Toda esta situación hizo que el
poder visigodo se fuera fragmentando, sobre todo tras las disposiciones que
contra el ejército señalaba la ley militar de Wamba, que condujeron a que en
gran parte se distribuyera entre familias nobles enfrentadas. Esta era la
situación a comienzos del siglo VIII y empeoró aún más cuando llega al trono,
en el 710, el duque de la bética D. Rodrigo, persona más vinculada con la
nobleza cordobesa que con Toledo, la capital del reino. Precisamente en Toledo otra
parte de la nobleza había elegido como rey al hijo mayor de Witiza, Agila II,
duque de la Tarraconense, de 10 años de edad, que gobernaba en el noroeste de
Hispania (conviene recordar que la monarquía no era hereditaria entre los
visigodos, sino que la asamblea de nobles elegía a su rey). Al estar en
desacuerdo D. Rodrigo, se inició prácticamente una guerra civil. Rodrigo vencía
a los simpatizantes de Agila en unos enfrentamientos poco oportunos, ya que
coincidían con la confusa situación en el Mediterráneo y en el norte de África,
donde cada vez ganaban más poder y espacio las invasiones árabes que avanzaban imparables
en Arabia, Medio Oriente y África del Norte, lo que significaba un peligro
latente para el reino visigodo.

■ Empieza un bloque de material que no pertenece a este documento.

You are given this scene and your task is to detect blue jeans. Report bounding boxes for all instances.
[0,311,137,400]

Ya antes del 680, durante el reinado de Wamba,
hubo un enfrentamiento de la flota árabe contra la visigoda en El Estrecho, que
fue ganada por los visigodos y Teodomiro tuvo que cruzar el Estrecho para
liberar momentáneamente Cartago tras la conquista musulmana, realizando pactos
con Damasco.
Tras ser derrotado por Rodrigo,
Agila huyó hacia el norte, en donde contaba con la simpatía de varios nobles vascones,
por lo que D. Rodrigo, que gobernaba más en la Bética defendiéndola de algunas
intrusiones musulmanas, tuvo que acudir al norte a enfrentarse a los vascones. El
arzobispo Oppas y Sisberto, tíos de Agila y hermanos de su padre, junto con
algunos nobles visigodos y el Gobernador de Ceuta, Conde D. Julián, aprovecharon
la ausencia para ejecutar su venganza contra Rodrigo, pidiendo ayuda a los
musulmanes del norte de África para derrocar a Rodrigo y coronar a Agila II en
su lugar.
En el año 711 cristiano, 92 de la
Hégira (emigración de Mahoma desde la Meca a Medina) musulmana, un ejército musulmán
dirigido por Tariq ibn Ziyad cruza el estrecho y se prepara para el
enfrentamiento con el ejército de Rodrigo, que volvía del norte. Entre el 19 y el
26 de julio, visigodos y musulmanes se enfrentan junto al río Guadalete
(Cádiz). El cansado ejército visigodo, a cuyo frente iba D. Rodrigo, se
enfrentó a los siete mil bereberes del califato Omeya, comandados por Tariq ibn
Ziyad, lugarteniente del emir de África del Norte Muza ben Nusaryr, que además
estaban apoyados por seis mil soldados enviados desde Ceuta por su gobernador,
el Conde D. Julián, que además entregó cuatro naves para el paso del estrecho
del ejército musulmán, que ya tenía controladas la costa atlántica gaditana y
Algeciras. Posiblemente el hecho de
regresar tarde D. Rodrigo desde el norte con su ejército y encontrarse la zona
ya invadida, supuso una dificultad mayor para la victoria. En realidad, el ejército
visigodo disponía de un número suficiente de soldados, cerca de cuarenta mil,
para rechazar al musulmán, pero algunas traiciones influyeron en el resultado
de la batalla. De hecho, los godos dominaron la batalla al principio, frente a
un ejército musulmán muy guerrero y experimentado, pero cuando la victoria
parecía caer del lado de Rodrigo, los hermanos Witiza traicionaron a D.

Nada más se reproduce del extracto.